VERBOSE: Time taken for configuration job to complete is 0.177 seconds
Reproduction
I was able to reproduce the issue on my own test environment by following these steps:
1. Create a new self signed certificate by using the following command:
$cert = New-SelfSignedCertificate -FriendlyName "CodeSigningTest" -CertStoreLocation Cert:\LocalMachine\My -Subject "CodeSigningTest" -Type CodeSigningCert
2. Open certlm.msc and copy the created certificate from "Personal\Certificates" to "Trusted Root Certification Authorities\Certificates" (making sure the entire certificate chain is trusted)

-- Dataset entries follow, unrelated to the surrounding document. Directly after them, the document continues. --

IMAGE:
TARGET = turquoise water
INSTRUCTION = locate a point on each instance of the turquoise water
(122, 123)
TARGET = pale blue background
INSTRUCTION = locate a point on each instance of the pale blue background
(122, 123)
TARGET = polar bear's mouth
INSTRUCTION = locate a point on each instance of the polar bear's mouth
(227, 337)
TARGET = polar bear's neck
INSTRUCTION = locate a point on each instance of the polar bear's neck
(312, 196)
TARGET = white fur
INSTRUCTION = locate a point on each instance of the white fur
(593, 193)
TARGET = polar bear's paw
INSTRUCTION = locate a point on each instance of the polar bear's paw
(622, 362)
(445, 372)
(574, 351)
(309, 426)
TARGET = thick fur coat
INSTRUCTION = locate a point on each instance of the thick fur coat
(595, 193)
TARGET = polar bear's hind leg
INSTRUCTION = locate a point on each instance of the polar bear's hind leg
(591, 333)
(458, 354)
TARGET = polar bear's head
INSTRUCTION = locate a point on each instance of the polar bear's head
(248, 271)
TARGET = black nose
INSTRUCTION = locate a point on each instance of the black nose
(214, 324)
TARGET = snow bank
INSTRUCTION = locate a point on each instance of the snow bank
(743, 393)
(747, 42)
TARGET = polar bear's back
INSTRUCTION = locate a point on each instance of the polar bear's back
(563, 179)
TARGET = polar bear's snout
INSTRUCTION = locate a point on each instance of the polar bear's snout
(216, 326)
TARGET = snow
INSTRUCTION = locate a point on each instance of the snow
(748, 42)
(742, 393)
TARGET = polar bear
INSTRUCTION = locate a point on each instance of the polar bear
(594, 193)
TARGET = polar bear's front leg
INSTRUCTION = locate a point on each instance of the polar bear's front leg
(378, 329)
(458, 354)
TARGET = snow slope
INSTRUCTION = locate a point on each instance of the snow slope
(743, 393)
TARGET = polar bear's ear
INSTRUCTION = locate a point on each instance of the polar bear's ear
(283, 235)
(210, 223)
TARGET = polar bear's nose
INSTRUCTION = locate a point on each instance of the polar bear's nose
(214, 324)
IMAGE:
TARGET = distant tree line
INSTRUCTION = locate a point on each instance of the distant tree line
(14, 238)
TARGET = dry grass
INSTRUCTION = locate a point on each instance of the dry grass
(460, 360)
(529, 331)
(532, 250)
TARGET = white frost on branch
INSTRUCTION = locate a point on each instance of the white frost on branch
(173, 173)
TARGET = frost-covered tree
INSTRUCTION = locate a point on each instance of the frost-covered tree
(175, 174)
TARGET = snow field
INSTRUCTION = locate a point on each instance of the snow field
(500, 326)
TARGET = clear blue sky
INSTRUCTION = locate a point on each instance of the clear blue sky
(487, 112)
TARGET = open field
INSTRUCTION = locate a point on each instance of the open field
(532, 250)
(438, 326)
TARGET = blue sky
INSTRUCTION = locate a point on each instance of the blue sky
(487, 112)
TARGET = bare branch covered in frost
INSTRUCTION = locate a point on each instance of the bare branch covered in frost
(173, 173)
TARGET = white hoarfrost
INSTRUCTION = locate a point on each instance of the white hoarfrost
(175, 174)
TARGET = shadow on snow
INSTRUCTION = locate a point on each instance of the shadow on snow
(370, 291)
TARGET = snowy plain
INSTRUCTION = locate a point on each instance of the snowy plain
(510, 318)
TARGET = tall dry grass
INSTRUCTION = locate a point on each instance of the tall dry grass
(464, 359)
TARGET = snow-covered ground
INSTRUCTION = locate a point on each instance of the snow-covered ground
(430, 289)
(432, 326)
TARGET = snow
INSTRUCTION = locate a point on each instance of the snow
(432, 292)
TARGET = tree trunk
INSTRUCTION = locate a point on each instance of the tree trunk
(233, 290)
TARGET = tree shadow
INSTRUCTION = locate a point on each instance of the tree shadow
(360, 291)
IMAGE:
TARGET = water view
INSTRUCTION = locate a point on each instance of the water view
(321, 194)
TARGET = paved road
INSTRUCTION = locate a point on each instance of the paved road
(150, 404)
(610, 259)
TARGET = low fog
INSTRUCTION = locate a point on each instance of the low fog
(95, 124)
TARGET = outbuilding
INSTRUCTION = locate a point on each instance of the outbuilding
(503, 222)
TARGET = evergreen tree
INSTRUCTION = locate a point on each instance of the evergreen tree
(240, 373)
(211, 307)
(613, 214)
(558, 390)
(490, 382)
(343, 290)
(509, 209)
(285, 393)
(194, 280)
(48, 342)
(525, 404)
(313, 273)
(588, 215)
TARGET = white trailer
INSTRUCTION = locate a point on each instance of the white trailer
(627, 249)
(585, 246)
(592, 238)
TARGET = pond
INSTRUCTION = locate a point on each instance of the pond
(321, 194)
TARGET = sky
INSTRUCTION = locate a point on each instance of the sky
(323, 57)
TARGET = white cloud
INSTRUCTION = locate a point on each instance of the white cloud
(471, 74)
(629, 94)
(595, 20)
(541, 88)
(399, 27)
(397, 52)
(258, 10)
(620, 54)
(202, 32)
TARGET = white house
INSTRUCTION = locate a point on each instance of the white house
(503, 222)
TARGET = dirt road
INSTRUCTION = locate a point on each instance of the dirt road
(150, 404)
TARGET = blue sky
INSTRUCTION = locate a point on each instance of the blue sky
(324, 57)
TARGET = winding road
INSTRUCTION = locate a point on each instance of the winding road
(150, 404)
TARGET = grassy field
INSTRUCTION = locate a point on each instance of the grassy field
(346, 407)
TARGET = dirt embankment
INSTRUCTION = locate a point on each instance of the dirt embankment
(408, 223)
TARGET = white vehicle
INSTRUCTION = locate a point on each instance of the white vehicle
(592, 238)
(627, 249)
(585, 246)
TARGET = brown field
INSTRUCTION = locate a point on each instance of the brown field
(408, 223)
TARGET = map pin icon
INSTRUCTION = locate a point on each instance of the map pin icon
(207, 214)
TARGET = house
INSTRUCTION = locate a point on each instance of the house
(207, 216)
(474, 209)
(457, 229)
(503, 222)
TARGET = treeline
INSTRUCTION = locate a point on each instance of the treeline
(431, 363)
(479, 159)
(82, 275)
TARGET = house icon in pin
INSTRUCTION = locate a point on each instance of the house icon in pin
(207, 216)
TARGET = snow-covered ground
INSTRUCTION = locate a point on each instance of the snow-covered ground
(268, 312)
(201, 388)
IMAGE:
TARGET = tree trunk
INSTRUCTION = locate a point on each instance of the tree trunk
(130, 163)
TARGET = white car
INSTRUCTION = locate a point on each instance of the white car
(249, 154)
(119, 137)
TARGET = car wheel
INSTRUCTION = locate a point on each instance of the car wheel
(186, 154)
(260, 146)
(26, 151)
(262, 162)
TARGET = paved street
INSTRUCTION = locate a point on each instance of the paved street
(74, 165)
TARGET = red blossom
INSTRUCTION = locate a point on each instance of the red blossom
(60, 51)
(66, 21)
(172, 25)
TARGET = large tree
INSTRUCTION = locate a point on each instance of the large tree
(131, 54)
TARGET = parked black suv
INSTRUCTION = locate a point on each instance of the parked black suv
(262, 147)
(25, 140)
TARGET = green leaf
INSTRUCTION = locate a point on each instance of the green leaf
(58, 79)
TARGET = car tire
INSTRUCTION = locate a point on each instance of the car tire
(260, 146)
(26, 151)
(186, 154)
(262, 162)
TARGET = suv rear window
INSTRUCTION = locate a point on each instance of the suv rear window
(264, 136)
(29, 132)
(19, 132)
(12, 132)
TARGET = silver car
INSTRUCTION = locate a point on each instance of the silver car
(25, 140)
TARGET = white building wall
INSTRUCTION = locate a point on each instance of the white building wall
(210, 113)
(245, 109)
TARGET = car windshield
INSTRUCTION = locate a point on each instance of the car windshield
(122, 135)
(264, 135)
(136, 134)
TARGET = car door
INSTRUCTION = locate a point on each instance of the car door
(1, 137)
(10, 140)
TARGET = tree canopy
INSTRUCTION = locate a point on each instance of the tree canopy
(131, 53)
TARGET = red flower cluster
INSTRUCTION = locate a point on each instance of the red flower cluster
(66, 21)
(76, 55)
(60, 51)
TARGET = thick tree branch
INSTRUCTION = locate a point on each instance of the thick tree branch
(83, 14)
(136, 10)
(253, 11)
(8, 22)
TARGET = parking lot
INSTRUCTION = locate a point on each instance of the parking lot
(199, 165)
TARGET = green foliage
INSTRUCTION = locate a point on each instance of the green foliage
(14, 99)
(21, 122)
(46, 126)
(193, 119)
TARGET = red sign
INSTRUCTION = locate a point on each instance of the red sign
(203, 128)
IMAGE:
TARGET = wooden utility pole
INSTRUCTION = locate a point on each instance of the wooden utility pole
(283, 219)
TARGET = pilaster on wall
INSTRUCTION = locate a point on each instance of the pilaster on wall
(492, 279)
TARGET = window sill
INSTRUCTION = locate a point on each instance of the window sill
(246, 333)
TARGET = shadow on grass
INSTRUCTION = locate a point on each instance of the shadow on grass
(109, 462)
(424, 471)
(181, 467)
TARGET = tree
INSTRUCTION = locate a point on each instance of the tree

3. Sign the module you are testing with the created certificate
cd 'C:\Program Files\WindowsPowerShell\Modules\CertificateDsc'
$scripts = Get-ChildItem -Include '*.ps1', '*.psm1' -Recurse -ErrorAction Stop
foreach ($script in $scripts)
{
try
{
if ((Get-AuthenticodeSignature $script.FullName).Status -eq 'NotSigned')
{
$null = Set-AuthenticodeSignature -Certificate $cert -FilePath $script.FullName
}
}
catch
{
Write-Error $_
}
}
Set-ExecutionPolicy AllSigned
4. Create and deploy a configuration
configuration ConfigurationName
{
Import-DscResource -ModuleName CertificateDsc
node localhost
{
PfxImport 'test'
{
Thumbprint = 'F63261C9B9C2913BD5F650B5647D557BF3E1FD67'
Path = 'C:\Temp\cert.pfx'
Location = 'LocalMachine'
Store = 'My'
Credential = $pw
PsDscRunAsCredential = $InstallAccount
}
}
}
$cd = @{
AllNodes = @(
@{
NodeName = "localhost"
PsDscAllowPlainTextPassword = $true
PsDscAllowDomainUser = $true
}
)
}
$pw = Get-Credential 'CertPassword'
$InstallAccount = Get-Credential domain\installaccount
$null = New-Item c:\Dsc -ItemType Directory
ConfigurationName -configurationData $cd -OutputPath c:\dsc
Start-DscConfiguration -Path C:\Dsc -Wait -Verbose
Troubleshooting
I tried several things to fix the issue:
- Copy the certificate to pretty much every store/folder -> No improvement
- Checked the signature with Get-AuthenticodeSignature -> Valid signature, still not working
Resolution
Finally I used Process Monitor to create a trace of the deployment. In that trace I searched for the thumbprint of the certificate and found these items:
When I used the Registry Editor and browsed to "HKEY_USERS\.DEFAULT\Software\Microsoft\SystemCertificates\Disallowed\Certificates\F63261C9B9C2913BD5F650B5647D557BF3E1FD68". After deleting that registry key, I was finally able to deploy the configuration!